There's a litmus test. Simply ask yourself, "Would I build a brand new (greenfield) workload on this platform?" And I'm not talking about some bank or insurance company that has a bunch of old AS/400 stuff already running and just needs to add one more task. If you're opening a new organization with a new IT department and all new software, are you going to build them on "IBM p" or "IBM i"? No, you would get fired for that, and you would deserve it.

Anything from IBM is, without question, a legacy platform. You might be supporting existing workloads for a few more decades, but as a go-forward play it's dead. It's technical debt. Call it what it is, and stop trying to pretend otherwise. You sound like an idiot.



Posted by IGnatius T Foobar on Mon Apr 17 2023 00:10:33 EDT
7 comments | permalink
papa  says:  Mon Apr 17 2023 00:26:51 EDT
I agree, but I don't get why you're so angry.
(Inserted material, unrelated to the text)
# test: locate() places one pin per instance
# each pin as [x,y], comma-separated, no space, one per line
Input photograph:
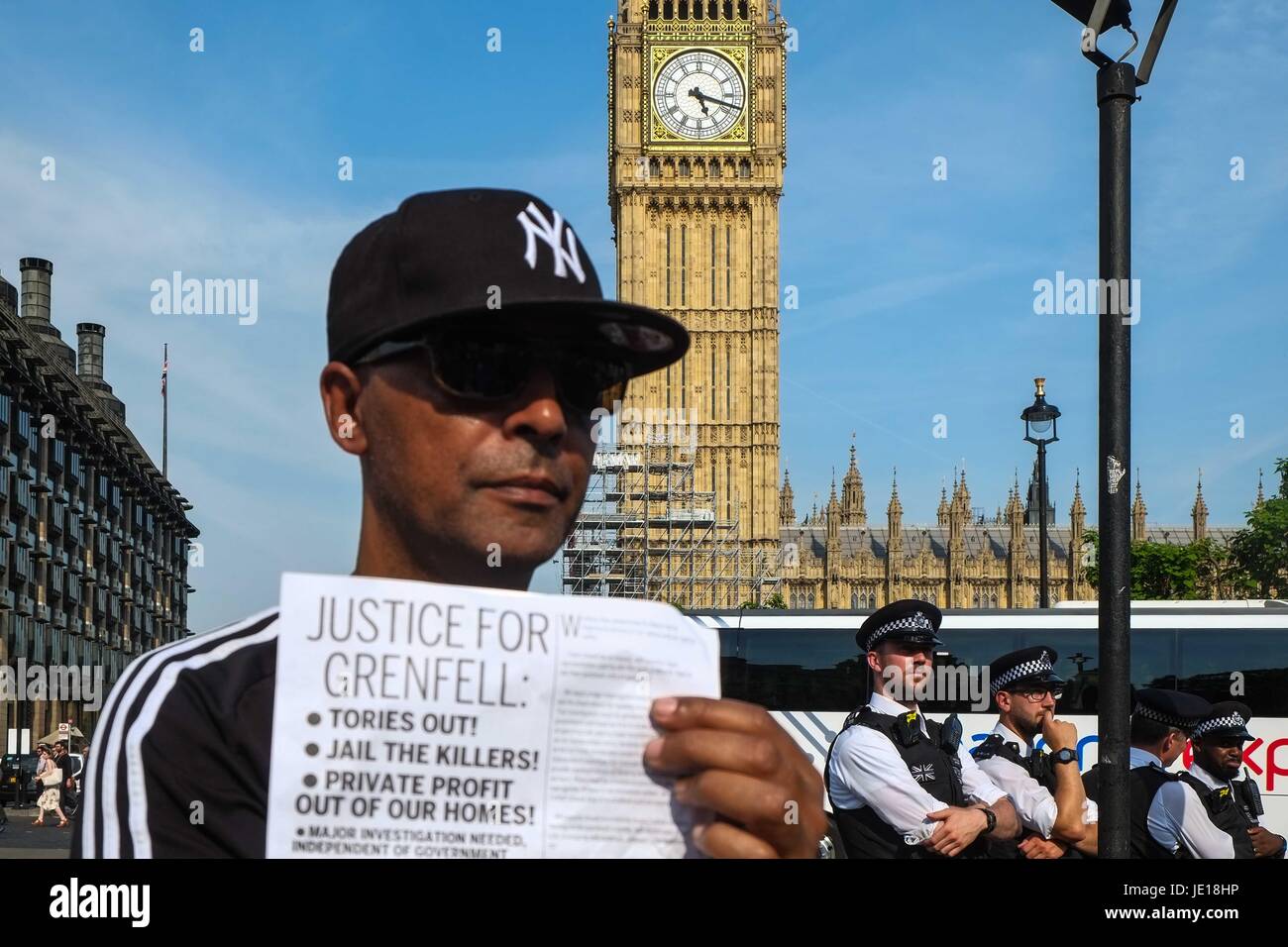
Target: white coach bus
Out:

To me, exploring IBM systems is fun retro-computing, even if the systems are still being produced and sold, just like a PDP-10 simulator.

IGnatius T Foobar  says:  Mon Apr 17 2023 09:46:04 EDT
I get that a lot. I'm not angry, it's just my style. You're right; it *is* retro-computing, and that's a fun thing to explore all by itself. What I find inane is people claiming that obsolete platforms have a bright and brilliant future just because there is enough legacy workload out there for the company to keep supporting them.
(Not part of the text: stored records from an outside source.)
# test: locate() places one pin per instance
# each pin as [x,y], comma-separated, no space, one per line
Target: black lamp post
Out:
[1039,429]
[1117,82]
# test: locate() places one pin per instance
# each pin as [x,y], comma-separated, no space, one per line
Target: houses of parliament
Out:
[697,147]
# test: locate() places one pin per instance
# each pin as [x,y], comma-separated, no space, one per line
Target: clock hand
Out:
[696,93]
You're at a startup. You're in charge of putting together a new software stack. Are you going to buy IBM POWER systems (or request them from a hosting or cloud provider) and write everything in RPG? Of course not.
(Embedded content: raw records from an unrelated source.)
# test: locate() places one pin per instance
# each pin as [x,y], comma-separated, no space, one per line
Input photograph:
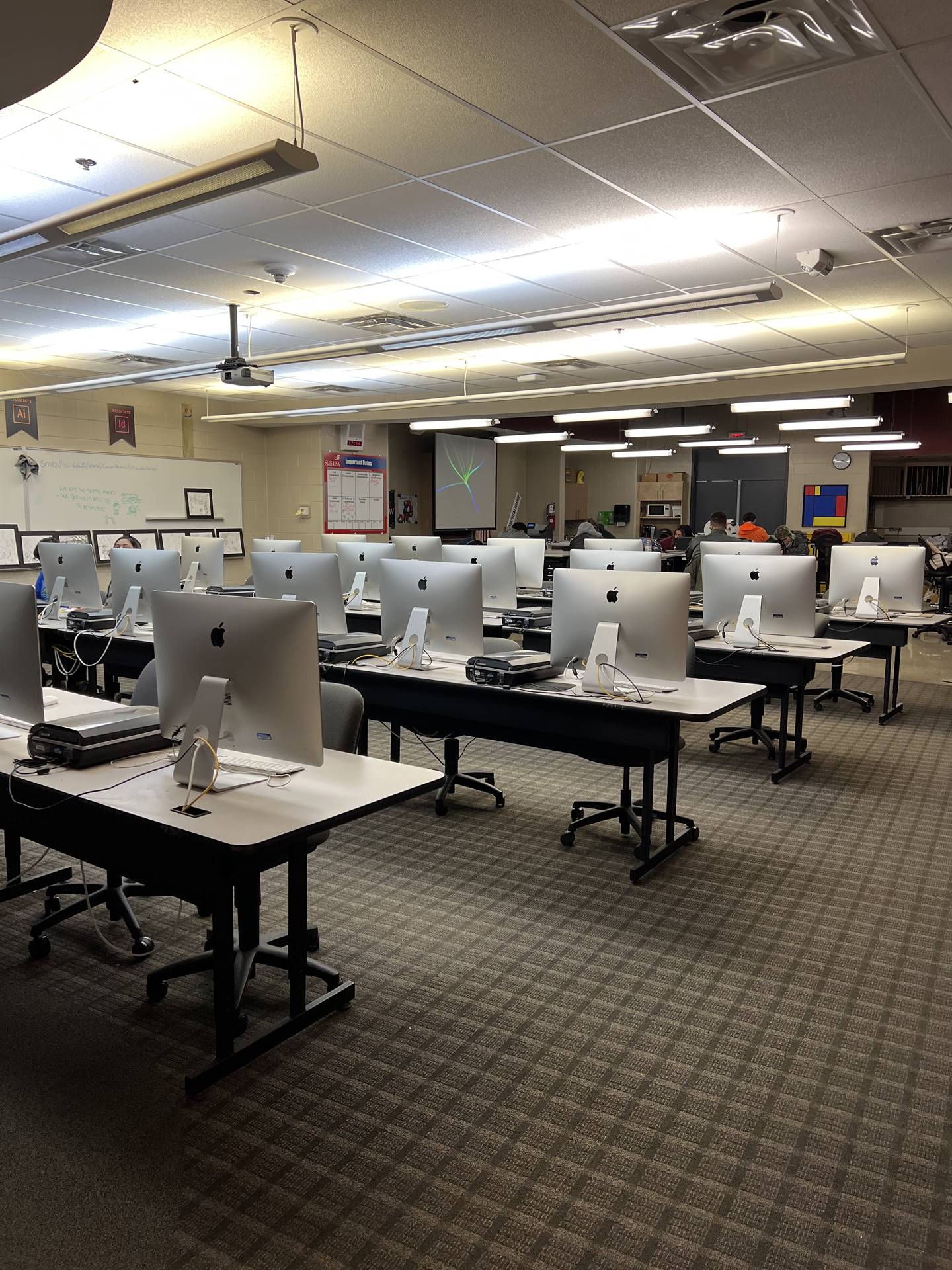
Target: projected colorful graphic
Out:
[825,505]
LoanShark  says:  Mon Apr 17 2023 11:59:49 EDT

if I'm not mistaken, the Visa/Mastercard motherships still run on crazy IBM mainframe setups due to massive I/O bandwidth considerations (?)

papa  says:  Mon Apr 17 2023 18:07:33 EDT
There is a long history of people saying, "We see this new tech, but the old tech we've invested in will remain relevant in the future for reasons," and being proven wrong every time. IBM is a prime example. I think it's a variation on the sunk cost fallacy.

IGnatius T Foobar  says:  Mon Apr 17 2023 19:39:09 EDT
if I'm not mistaken, the Visa/Mastercard motherships still run on
crazy IBM mainframe setups due to massive I/O bandwidth considerations


I believe you are correct. I deliberately left out the IBM mainframes (or "Z" as they now call it) because it seems like a special case ... one that I'm not sure how to address or even what to think about it. Mainframes have freaking *massive* channel bandwidth. And for that kind of workload, I could actually see someone buying a mainframe for a greenfield deployment.

papa  says:  Mon Apr 17 2023 20:50:49 EDT
Mainframes are a good solution for a small and diminishing niche of applications. I haven't worked with AS400/IBMi much over my career. While there may be a similar small niche of applications it's still a good fit for, I think it's biggest charm is backward compatibility. I know of companies that are running applications that were programmed almost 40 years ago and have decided that the cost of IBM's equipment is less than the cost of porting/reprogramming the application.

IGnatius T Foobar  says:  Sat May 20 2023 13:11:48 EDT
That much is true. A program written in COBOL with DB2 decades ago will still run on a Z today. And the DB2 data can be accessed by front end web applications.